Hydralazine for treatment of severe hypertension in pregnancy: meta-analysis. | Read by QxMD (original) (raw)

OBJECTIVE: To review outcomes in randomised controlled trials comparing hydralazine against other antihypertensives for severe hypertension in pregnancy.

STUDY DESIGN: Meta-analysis of randomised controlled trials (published between 1966 and September 2002) of short acting antihypertensives for severe hypertension in pregnancy. Independent data abstraction by two reviewers. Data were entered into RevMan software for analysis (fixed effects model, relative risk and 95% confidence interval); in a secondary analysis, risk difference was also calculated.

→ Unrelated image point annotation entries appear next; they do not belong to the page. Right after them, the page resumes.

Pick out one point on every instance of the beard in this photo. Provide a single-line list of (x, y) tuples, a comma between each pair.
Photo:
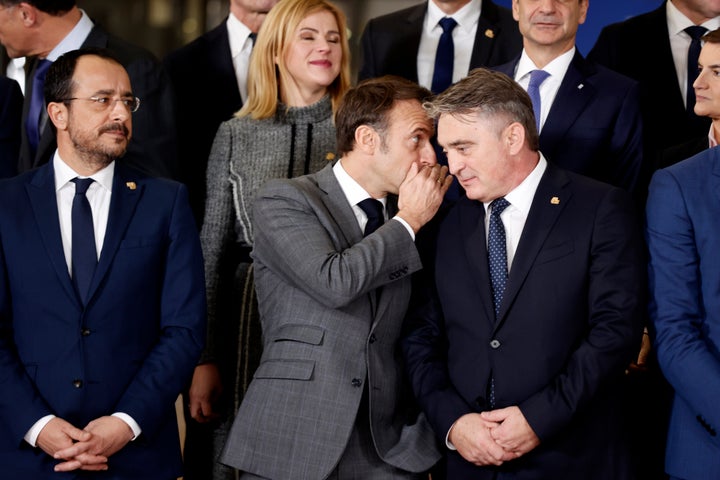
[(94, 151)]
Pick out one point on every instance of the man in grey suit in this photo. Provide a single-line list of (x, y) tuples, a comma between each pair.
[(330, 397)]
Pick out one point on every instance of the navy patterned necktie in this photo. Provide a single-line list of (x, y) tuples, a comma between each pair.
[(696, 33), (84, 253), (536, 79), (375, 212), (444, 57), (497, 252)]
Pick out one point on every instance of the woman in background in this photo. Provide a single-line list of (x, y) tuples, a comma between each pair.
[(299, 71)]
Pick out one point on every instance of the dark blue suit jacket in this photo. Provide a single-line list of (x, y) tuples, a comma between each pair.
[(594, 125), (11, 100), (569, 324), (683, 238), (131, 349), (206, 89)]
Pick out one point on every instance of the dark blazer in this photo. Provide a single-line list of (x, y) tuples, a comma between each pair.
[(390, 42), (205, 84), (594, 126), (11, 100), (568, 325), (131, 349), (329, 335), (152, 149), (684, 239), (639, 48)]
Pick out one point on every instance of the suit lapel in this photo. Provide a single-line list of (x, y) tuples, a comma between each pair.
[(574, 94), (126, 193), (550, 199), (43, 200)]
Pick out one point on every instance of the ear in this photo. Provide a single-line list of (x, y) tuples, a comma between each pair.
[(58, 114), (366, 139), (514, 137)]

RESULTS: Of 21 trials (893 women), eight compared hydralazine with nifedipine and five with labetalol. Hydralazine was associated with a trend towards less persistent severe hypertension than labetalol (relative risk 0.29 (95% confidence interval 0.08 to 1.04); two trials), but more severe hypertension than nifedipine or isradipine (1.41 (0.95 to 2.09); four trials); there was significant heterogeneity in outcome between trials and differences in methodological quality. Hydralazine was associated with more maternal hypotension (3.29 (1.50 to 7.23); 13 trials); more caesarean sections (1.30 (1.08 to 1.59); 14 trials); more placental abruption (4.17 (1.19 to 14.28); five trials); more maternal oliguria (4.00 (1.22 to 12.50); three trials); more adverse effects on fetal heart rate (2.04 (1.32 to 3.16); 12 trials); and more low Apgar scores at one minute (2.70 (1.27 to 5.88); three trials). For all but Apgar scores, analysis by risk difference showed heterogeneity between trials. Hydralazine was associated with more maternal side effects (1.50 (1.16 to 1.94); 12 trials) and with less neonatal bradycardia than labetalol (risk difference -0.24 (-0.42 to -0.06); three trials).

CONCLUSIONS: The results are not robust enough to guide clinical practice, but they do not support use of hydralazine as first line for treatment of severe hypertension in pregnancy. Adequately powered clinical trials are needed, with a comparison of labetalol and nifedipine showing the most promise.